Geneviève Delaisi de Parseval, psychanalyste et consultante en bioéthique, accompagne des couples hétéros et homos depuis trente ans dans des parcours d’adoption ou d’assistance médicale à la procréation (...)
(...) Oui, le modèle familial « père, mère, enfant », le modèle PME, est bien une construction culturelle. Ma première formation, c’est l’anthropologie. Depuis une vingtaine d’années que je travaille sur le sujet, je suis retournée à mes sources. Des anthropologues comme Françoise Héritier (...) confirment qu’il s’agit de quelque chose de culturel, qui n’est pas un modèle général dans toutes les cultures et dans tous les temps. Mais ce qui fait famille, c’est l’arrivée d’un enfant. Un enfant a été engendré et/ou élevé par des procréateurs, qui ne sont pas forcément les parents, mais il y a toujours eu des parents. Le psychanalyste anglais Donald Winnicott dit qu’un enfant tout seul, un bébé tout seul, ça n’existe pas, car s’il est tout seul il meurt. Il a besoin de bras dès qu’il sort du ventre de la mère, de bras qui ne sont pas forcément ceux de la mère, mais il a besoin de bras pour vivre. À la différence des autres mammifères, comme un petit poulain ou un petit veau qui se débrouillent tout seuls dès la naissance, qui vont téter le sein de leur mère tout seuls. Le nourrisson humain non. La famille commence là. Qui s’occupe de ce nourrisson qui débarque ? (...)
La vraie question n’est pas l’homosexualité ou l’hétérosexualité, mais plutôt celle de la filiation. Qui est l’enfant de qui ? D’où vient l’enfant ? Est-ce que l’origine, c’est la filiation, l’ADN, la biologie, ou est-ce que l’origine, c’est plutôt quelque chose de l’ordre de l’histoire ? (...)
Depuis vingt ou trente ans, nous faisons appel à des donneurs pour les couples hétérosexuels infertiles. Ces donneurs sont des humains qui acceptent de donner du sperme ou des ovocytes de manière bénévole. Ces gens ne sont pas des étalons, ni des produits de laboratoire, mais de vraies personnes. Les receveurs sont, eux, des couples à qui l’on dit qu’ils reçoivent un don anonyme. Au départ, ils sont contents, ça les arrange. Quant aux enfants nés d’une insémination artificielle – les plus vieux sont aujourd’hui adultes –, ils se posent des questions. Ils ne cherchent pas un père, ils veulent savoir pourquoi ils ont les cheveux bruns, pourquoi ils ont de l’eczéma… Ces questions se posent pour l’adoption, mais la loi française permet désormais à ceux qui le souhaitent d’avoir accès à leur dossier d’origine dès la majorité. S’il n’y a rien dans le dossier, OK, mais s’il y a le nom des parents de naissance, on le dit. Pour certains, cela suffit. D’autres cherchent, et trouvent. En général, cela leur suffit de discuter avec leur mère ou leur père biologique, qui leur explique le pourquoi de leur abandon. Cela les conforte dans le fait que leurs vrais parents sont les parents qui les ont adoptés.
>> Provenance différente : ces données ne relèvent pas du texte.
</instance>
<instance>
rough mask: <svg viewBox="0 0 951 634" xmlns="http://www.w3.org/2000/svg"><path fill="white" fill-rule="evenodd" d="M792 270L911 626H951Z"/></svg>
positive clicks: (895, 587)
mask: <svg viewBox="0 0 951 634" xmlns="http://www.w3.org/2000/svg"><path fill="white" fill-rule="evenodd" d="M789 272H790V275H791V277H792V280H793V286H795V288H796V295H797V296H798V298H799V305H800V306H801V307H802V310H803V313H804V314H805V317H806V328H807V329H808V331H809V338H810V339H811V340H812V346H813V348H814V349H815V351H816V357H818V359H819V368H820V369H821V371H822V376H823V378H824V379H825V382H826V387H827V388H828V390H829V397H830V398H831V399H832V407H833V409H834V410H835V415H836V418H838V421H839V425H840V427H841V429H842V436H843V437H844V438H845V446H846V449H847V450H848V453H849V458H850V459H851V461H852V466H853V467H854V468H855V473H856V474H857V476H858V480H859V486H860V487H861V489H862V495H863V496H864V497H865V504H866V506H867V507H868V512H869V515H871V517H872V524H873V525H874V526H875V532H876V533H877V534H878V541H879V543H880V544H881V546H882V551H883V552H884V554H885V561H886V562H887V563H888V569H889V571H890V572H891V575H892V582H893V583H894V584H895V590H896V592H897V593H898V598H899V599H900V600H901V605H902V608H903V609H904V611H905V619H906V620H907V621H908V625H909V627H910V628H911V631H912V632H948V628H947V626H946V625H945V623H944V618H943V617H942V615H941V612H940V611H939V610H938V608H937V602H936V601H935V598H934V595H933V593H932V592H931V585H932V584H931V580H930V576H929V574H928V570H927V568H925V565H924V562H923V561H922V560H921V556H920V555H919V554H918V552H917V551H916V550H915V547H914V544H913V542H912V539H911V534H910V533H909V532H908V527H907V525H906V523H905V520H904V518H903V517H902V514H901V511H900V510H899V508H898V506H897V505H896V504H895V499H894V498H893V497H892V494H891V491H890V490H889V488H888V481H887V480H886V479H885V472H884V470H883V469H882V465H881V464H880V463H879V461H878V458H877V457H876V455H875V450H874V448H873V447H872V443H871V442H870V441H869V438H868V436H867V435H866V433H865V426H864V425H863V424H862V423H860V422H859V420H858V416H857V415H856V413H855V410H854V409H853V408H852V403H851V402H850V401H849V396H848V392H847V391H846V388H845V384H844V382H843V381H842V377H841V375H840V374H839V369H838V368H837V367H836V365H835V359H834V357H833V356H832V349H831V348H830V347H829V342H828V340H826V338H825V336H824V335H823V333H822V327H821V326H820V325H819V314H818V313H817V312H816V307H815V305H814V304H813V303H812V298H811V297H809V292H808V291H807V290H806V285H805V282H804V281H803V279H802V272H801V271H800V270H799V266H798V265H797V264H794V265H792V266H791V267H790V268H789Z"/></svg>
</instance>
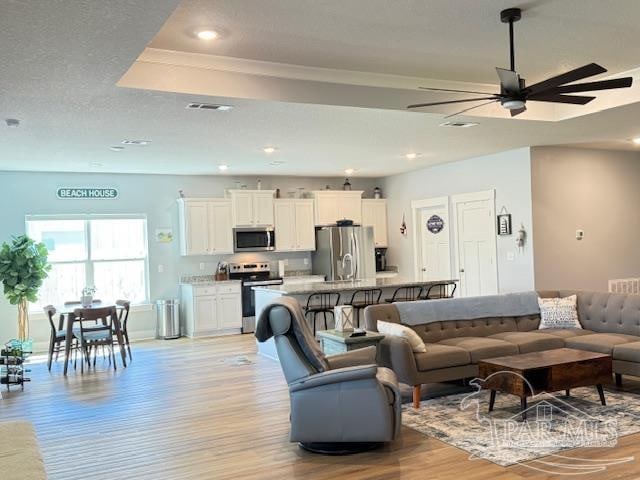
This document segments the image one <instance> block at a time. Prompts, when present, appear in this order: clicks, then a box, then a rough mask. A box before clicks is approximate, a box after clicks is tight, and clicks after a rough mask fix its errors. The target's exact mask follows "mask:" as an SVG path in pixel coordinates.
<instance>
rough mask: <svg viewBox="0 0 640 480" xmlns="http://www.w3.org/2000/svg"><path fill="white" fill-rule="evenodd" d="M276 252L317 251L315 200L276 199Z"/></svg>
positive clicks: (275, 205)
mask: <svg viewBox="0 0 640 480" xmlns="http://www.w3.org/2000/svg"><path fill="white" fill-rule="evenodd" d="M274 206H275V208H274V210H275V232H276V251H278V252H295V251H311V250H315V249H316V236H315V225H314V221H313V200H311V199H288V198H287V199H276V200H275V203H274Z"/></svg>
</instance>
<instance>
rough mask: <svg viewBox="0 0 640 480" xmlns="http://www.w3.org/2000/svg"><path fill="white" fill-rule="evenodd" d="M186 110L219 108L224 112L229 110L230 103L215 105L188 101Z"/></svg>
mask: <svg viewBox="0 0 640 480" xmlns="http://www.w3.org/2000/svg"><path fill="white" fill-rule="evenodd" d="M186 108H187V109H188V110H220V111H221V112H226V111H227V110H231V109H232V108H233V107H232V106H231V105H216V104H215V103H190V104H188V105H187V107H186Z"/></svg>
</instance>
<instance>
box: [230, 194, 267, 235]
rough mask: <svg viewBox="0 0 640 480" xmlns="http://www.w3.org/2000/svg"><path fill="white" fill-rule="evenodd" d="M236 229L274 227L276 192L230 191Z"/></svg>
mask: <svg viewBox="0 0 640 480" xmlns="http://www.w3.org/2000/svg"><path fill="white" fill-rule="evenodd" d="M228 193H229V197H230V198H231V204H232V211H233V225H234V226H235V227H272V226H273V201H274V198H273V195H274V193H275V190H229V191H228Z"/></svg>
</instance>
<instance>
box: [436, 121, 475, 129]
mask: <svg viewBox="0 0 640 480" xmlns="http://www.w3.org/2000/svg"><path fill="white" fill-rule="evenodd" d="M478 125H480V124H479V123H478V122H444V123H441V124H440V126H441V127H454V128H469V127H476V126H478Z"/></svg>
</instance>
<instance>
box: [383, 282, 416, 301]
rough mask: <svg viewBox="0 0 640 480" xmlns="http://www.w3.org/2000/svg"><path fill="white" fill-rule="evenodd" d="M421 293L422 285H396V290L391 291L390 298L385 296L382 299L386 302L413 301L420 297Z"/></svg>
mask: <svg viewBox="0 0 640 480" xmlns="http://www.w3.org/2000/svg"><path fill="white" fill-rule="evenodd" d="M421 293H422V287H420V286H414V287H398V288H396V291H395V292H393V295H392V296H391V298H386V299H385V300H384V301H385V302H387V303H394V302H413V301H414V300H418V299H419V298H420V294H421Z"/></svg>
Il n’y a rien de dangereux.
Vous réclamez donc cette même transparence pour les dons exercés dans le cadre d’une PMA ?
Geneviève Delaisi de Parseval. Oui. Ce que je veux dire, c’est que nous ne sommes pas des produits de ferme. Un sujet humain, né d’un homme et d’une femme, a besoin de savoir cela. Surtout, il est anormal qu’une institution le sache et ne vous le dise pas. Ces questions se posent pour le donneur, pour les parents et pour l’enfant. Ces gens se sont exprimés devant les députés pendant dix ans sans avoir été entendus (...)
L’expérience de pays comme la Grande-Bretagne ou la Suède, qui ont levé l’anonymat, montrent que d’autres donneurs se présentent, mieux informés, plus réfléchis, et qui assument qu’à la majorité de l’enfant ou vers ses trente ans, quand il deviendra parent, celui-ci pourra demander à les rencontrer. Et pourquoi pas ? C’est un acte généreux, positif, il n’y a aucun droit ni devoir affairant à la paternité ou maternité. Les paillettes de sperme ne sortent pas d’un laboratoire, ni d’une pharmacie. Les ovocytes viennent de femmes qui ont trimé pour ça. Ce n’est pas comme du sperme. Il faut faire une induction d’ovulation (sorte de stimulation – NDLR). Respectons ces femmes. Que tout cela soit transparent, sans réification de personne. Au final, nous avons affaire à des gens qui veulent des enfants, il n’y a selon moi pas de danger. Pensons simplement aux enfants qui veulent savoir de qui ils sont nés. Le danger, c’est le silence et le secret.